Yara to explore Pilbara CCS with Angel JV

Friday, 5 April, 2024 - 12:18
Category: 

Yara Pilbara and Woodside Energy will explore the feasibility of carbon capture and storage, to mitigate the emissions impact of Yara’s existing Karratha facilities.

A memorandum of understanding between the Woodside-operated Angel CCS joint venture and Yara will lead the pair to look into the development of a large-scale, multi-user CCS hub which could be used to decarbonise Yara’s Burrup Strategic Industrial Area operations.

Yara will undertake a technical feasibility study into adding carbon capture to its processing facility at its Pilbara plant.

Yara currently produces 800,000 tonnes of ammonia per annum using gas as a feedstock from its plant, with output sold into the fertiliser market and used for the production of industrial explosives under a joint venture with Orica.

The company said it was still developing Project Yuri, which will convert renewably generated hydrogen into ammonia in the Pilbara.

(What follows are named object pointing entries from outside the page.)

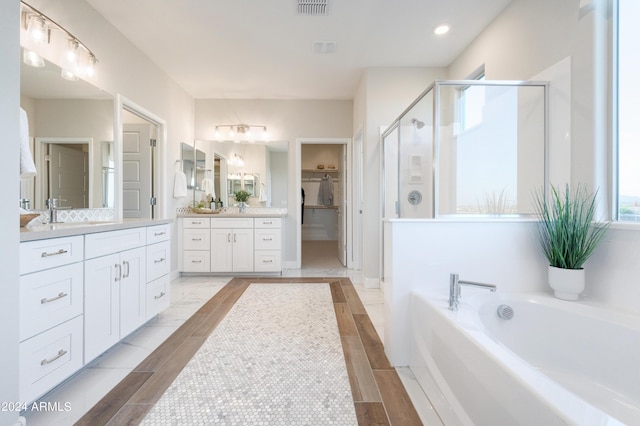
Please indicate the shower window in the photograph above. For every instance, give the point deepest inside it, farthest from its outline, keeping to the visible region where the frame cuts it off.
(628, 132)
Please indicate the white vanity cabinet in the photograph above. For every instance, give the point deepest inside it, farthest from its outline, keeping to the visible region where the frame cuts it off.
(232, 245)
(51, 308)
(81, 294)
(158, 265)
(268, 245)
(196, 245)
(115, 287)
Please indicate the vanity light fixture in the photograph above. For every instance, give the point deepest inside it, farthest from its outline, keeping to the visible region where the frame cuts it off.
(243, 131)
(44, 34)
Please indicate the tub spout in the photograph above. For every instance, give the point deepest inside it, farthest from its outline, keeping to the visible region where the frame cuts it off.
(454, 289)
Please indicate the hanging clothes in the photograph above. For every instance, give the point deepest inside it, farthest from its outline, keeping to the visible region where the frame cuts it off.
(325, 192)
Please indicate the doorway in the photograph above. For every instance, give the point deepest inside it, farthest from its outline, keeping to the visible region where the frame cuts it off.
(323, 192)
(141, 138)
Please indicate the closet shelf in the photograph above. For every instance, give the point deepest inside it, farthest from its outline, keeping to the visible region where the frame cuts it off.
(319, 170)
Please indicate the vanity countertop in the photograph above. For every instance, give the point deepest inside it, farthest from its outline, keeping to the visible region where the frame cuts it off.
(249, 212)
(68, 229)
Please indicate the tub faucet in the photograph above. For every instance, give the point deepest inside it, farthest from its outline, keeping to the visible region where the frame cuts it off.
(454, 289)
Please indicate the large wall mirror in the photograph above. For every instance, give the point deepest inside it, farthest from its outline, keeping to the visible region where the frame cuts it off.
(71, 127)
(258, 168)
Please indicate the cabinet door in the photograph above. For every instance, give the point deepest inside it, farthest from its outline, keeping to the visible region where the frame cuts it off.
(242, 250)
(132, 290)
(101, 304)
(221, 250)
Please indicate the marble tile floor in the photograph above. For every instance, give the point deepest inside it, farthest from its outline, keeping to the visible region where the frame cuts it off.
(188, 294)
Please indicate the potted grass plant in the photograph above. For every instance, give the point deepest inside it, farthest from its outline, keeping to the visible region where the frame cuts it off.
(568, 235)
(241, 197)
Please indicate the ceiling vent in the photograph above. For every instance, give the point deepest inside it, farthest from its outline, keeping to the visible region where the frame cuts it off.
(312, 7)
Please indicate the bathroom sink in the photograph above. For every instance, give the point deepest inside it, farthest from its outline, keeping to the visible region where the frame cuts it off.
(67, 225)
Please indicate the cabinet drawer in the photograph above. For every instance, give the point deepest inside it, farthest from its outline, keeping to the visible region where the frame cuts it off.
(49, 358)
(196, 261)
(267, 239)
(268, 222)
(157, 296)
(195, 222)
(158, 233)
(50, 253)
(232, 222)
(48, 298)
(157, 260)
(102, 243)
(267, 261)
(196, 239)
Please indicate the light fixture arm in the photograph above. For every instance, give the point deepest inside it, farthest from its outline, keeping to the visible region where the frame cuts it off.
(59, 27)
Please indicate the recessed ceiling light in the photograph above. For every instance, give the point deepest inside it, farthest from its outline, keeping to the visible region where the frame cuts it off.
(441, 29)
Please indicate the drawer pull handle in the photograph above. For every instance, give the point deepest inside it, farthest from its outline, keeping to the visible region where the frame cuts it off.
(61, 251)
(59, 296)
(60, 354)
(125, 263)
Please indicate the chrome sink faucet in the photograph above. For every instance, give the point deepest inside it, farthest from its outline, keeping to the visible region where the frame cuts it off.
(52, 204)
(454, 289)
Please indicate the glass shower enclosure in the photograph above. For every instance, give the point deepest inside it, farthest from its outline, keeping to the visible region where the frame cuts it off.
(467, 148)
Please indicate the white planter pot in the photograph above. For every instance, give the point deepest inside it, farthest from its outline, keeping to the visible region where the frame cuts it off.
(567, 284)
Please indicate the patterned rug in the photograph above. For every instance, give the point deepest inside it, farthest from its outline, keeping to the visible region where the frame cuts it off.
(275, 359)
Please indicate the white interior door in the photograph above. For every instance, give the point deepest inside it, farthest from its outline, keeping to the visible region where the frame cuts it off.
(68, 176)
(136, 171)
(342, 208)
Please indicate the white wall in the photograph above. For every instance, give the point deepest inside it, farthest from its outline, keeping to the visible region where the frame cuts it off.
(287, 120)
(9, 229)
(383, 94)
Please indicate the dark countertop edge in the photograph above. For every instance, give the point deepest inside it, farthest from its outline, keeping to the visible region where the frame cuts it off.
(38, 233)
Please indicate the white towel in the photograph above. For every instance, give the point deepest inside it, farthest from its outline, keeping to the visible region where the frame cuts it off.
(27, 166)
(179, 182)
(207, 187)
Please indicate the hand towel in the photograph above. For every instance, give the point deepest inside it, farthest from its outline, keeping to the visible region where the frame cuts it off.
(179, 183)
(27, 166)
(207, 187)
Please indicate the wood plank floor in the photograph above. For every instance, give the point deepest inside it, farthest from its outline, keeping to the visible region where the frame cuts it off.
(378, 394)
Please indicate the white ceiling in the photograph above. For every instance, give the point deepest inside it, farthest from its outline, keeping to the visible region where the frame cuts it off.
(261, 49)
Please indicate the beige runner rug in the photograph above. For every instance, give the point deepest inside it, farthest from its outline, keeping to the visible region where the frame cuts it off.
(275, 359)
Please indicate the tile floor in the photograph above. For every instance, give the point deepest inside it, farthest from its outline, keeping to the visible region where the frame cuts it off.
(188, 294)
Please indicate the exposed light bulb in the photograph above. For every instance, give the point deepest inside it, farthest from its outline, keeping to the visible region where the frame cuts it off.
(32, 59)
(37, 29)
(441, 29)
(72, 51)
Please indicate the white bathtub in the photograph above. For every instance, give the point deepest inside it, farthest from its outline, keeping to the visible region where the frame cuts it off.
(554, 362)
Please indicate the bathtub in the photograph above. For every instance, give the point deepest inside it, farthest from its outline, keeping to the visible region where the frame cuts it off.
(553, 363)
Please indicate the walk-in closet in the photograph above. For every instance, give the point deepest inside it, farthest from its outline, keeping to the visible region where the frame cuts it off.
(322, 214)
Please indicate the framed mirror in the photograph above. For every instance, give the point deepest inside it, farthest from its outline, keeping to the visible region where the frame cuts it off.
(71, 123)
(259, 168)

Project Yuri’s development has been stalled at times, and Yara Australia general manager Laurent Trost said last year that the company was exploring its options beyond green hydrogen – including CCS.

The company is now working towards commissioning Project Yuri in 2025, having originally planned to have it up and running early this year when its investment decision was made in 2022.

Mr Trost said CCS could make up part of a phased approach for the fertiliser producer, as it seeks to meet its emission targets in the short-to-medium term.

“Carbon capture and storage for our current operations in the Burrup Strategic Industrial Area would deliver swifter and more immediate benefit in cutting our CO2 emissions by around 75 per cent as we scale up green hydrogen,” he said.

“The planned CCS solution represents and industrial circular economy in action.

“Steam methane reforming processes utilise gas and when partnered with CCS, our value-added projects like ammonia and ammonium nitrate are substantially decarbonised, by returning the captured CO2 from the Australian gas feedstock back to permanent geological storage in depleted Australian fields.”

Woodside vice president carbon solutions Jayne Baird said the MoU demonstrated the role CCS could play in decarbonising Pilbara industry.

“A multi-user CCS hub near Karratha would be ideally located to aggregate emissions from various existing industrial emissions sources across the Pilbara, providing users with advantaged access to a local, low cost and large-scale emissions abatement solution – a competitive advantage as jurisdictions around the world implement emissions reduction targets,” she said.

Ms Baird said a CCS hub could also support proposed new low-carbon industries, including those in hydrogen, ammonia and green steel.

The initial size of the proposed facility remains subject to the completion studies, but Woodside said it could have processing capacity up to five million tonnes of carbon dioxide per annum.

The Angel JV is also exploring the potential to service international customers from the facility, in a move to help reduce the emissions of its trading partners.

The Angel CCS JV consists of Woodside, BP Developments, Mitsubishi Corporation and Mitsui & Co under their Japan Australia LNG JV, Shell Australia and Chevron.